PhD student Rob Sears engineered the plant, also known as a phytosensor, to indicate high radiation levels through changing leaf fluorescence. When exposed to gamma radiation, the plant’s leaves produce a green glow, allowing for accurate warnings that are visible across long distances. Since potatoes are grown across the world in both hospitable and adverse climates, they are the ideal plant for the research as well as for the eventual mass implementation of the developed varieties.
Sears says that potatoes reproduce through tubers in the soil, spreading across diverse terrain while producing genetically identical offspring that provide consistent results. “Potatoes are highly resilient and are excellent at adapting and multiplying in different environments. They also have complex responses that are often specific to an environmental stressor, making them ideal reporters of conditions such as gamma radiation. My research aimed to make these responses visible and evident even from a distance, acting as a natural warning sign of harmful radiation without the need for mechanical sensors.”

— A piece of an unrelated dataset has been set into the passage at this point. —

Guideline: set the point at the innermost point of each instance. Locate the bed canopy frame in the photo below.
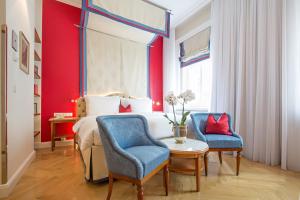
(115, 42)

As nuclear energy continues to be used across the world, there is an increased demand for effective and easily accessible radiation detection methods. Since phytosensors are affordable, easy to interpret and require no mechanical maintenance, they have the potential to improve the safety and wellbeing of workers and residents who are in close proximity to radiation sources.
“It is a rewarding experience to see the fundamental radiation biology I have studied transform into an engineered biological device that has the potential to impact future radiation monitoring,” says Sears. “Not only that, but phytosensors demonstrate the potential of synthetic biology to engineer plants as ‘devices’ that can impact not only agriculture, but also provide valuable tools for increasing the safety of our environments.”
His PhD research project, Sears says it would not have been possible without the education and experience attained while in the Herbert College of Agriculture as well as the support of Neal Stewart, professor in the UT Department of Plant Sciences, and Scott Lenaghan, professor in the UT Department of Food Science, who both served as faculty partners on the study. Sears will graduate in December 2023, and he looks forward to continuing to improve the world around him through the development of bioengineered plant varieties.